Publication year - 2012
Publication title -
journal of medical primatology
Language(s) - English
Resource type - Journals
SCImago Journal Rank - 0.31
H-Index - 42
eISSN - 1600-0684
pISSN - 0047-2565
DOI - 10.1111/j.1600-0684.2012.00545.x
Subject(s) - ephedrine , anesthesia , blood pressure , heart rate , medicine , anesthetic , pulse rate
Abstract Background  Ephedrine is used in treatment of hypotension during anesthesia. We investigated its effects on the psychomotor recovery and its potential adverse reactions on cardiorespiratory functions in rhesus monkeys.
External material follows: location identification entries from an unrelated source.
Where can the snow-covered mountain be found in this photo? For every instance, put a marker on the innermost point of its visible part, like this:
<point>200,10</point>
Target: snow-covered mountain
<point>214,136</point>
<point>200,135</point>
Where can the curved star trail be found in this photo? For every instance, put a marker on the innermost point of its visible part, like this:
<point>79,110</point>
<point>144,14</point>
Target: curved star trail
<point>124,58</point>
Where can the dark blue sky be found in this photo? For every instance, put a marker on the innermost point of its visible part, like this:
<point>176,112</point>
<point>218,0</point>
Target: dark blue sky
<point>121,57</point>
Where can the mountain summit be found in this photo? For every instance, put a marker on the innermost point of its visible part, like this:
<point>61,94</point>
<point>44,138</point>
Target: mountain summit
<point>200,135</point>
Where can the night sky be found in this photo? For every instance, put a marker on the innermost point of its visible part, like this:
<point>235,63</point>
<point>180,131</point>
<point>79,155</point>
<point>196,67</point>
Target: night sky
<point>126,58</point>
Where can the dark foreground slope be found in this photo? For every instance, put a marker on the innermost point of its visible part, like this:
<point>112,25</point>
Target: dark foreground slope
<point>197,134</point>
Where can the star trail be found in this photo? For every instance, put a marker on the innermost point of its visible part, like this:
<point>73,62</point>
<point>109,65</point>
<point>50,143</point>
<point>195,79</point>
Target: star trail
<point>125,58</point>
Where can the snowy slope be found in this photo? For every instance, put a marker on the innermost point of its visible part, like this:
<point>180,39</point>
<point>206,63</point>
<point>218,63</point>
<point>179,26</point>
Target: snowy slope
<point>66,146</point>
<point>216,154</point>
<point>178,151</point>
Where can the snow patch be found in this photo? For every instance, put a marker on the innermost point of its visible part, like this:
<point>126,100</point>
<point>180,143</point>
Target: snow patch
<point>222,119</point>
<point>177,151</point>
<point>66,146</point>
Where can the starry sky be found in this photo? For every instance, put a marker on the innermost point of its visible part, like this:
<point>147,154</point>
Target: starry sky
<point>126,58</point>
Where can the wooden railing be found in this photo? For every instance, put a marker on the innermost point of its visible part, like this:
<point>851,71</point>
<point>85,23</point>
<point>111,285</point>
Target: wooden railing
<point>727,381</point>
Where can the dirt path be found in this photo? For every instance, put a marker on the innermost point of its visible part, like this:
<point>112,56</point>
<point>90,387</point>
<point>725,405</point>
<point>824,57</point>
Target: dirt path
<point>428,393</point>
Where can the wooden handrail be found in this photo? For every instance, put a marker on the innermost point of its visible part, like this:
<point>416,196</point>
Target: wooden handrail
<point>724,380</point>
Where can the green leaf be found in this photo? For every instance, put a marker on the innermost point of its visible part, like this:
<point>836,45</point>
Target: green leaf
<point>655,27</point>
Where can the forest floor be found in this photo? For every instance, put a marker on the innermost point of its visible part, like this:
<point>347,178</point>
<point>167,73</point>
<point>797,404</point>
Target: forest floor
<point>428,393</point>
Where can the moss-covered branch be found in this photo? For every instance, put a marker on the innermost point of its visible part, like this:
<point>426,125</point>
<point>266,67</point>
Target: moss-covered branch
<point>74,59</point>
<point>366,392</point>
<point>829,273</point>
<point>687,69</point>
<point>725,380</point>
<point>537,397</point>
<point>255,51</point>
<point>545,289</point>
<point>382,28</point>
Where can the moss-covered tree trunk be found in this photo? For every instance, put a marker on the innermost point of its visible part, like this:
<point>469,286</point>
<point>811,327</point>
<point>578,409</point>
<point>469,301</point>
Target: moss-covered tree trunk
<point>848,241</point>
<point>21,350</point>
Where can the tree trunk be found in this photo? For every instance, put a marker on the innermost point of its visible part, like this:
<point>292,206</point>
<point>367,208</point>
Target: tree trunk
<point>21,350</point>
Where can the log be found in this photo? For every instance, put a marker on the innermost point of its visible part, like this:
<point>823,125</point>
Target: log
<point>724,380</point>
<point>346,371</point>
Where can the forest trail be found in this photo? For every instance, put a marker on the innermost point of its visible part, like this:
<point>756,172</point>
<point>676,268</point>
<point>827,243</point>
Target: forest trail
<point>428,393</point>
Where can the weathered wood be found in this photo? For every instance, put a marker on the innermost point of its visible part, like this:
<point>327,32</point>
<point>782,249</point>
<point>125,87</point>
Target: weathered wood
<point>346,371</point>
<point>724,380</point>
Methods  The monkeys received 50 μg/kg medetomidine, 2.0 mg/kg S‐ketamine with 150 IU hyaluronidase i.m. Pulse rate, blood pressure and saturation of haemoglobin were monitored for 20 minutes. Thereafter, 1 mg/kg of ephedrine or a placebo was administered i.m. and behavioural changes, pulse rate, blood pressure and saturation of haemoglobin were monitored every 5 minutes. Results  Ephedrine shortened recovery from anaesthesia from 80.4 ± 25.8 to 14.83 ± 13.70 minutes. Ephedrine also increased oxygen saturation of haemoglobin and systolic blood pressure and caused significant decrease in pulse rate 5 minutes after its administration. Conclusions  Ephedrine can be successfully used to accelerate psychomotor recovery after the use of common anesthetic protocols combining dissociative anesthetic agent and alpha 2‐adrenoceptor agonist in primates.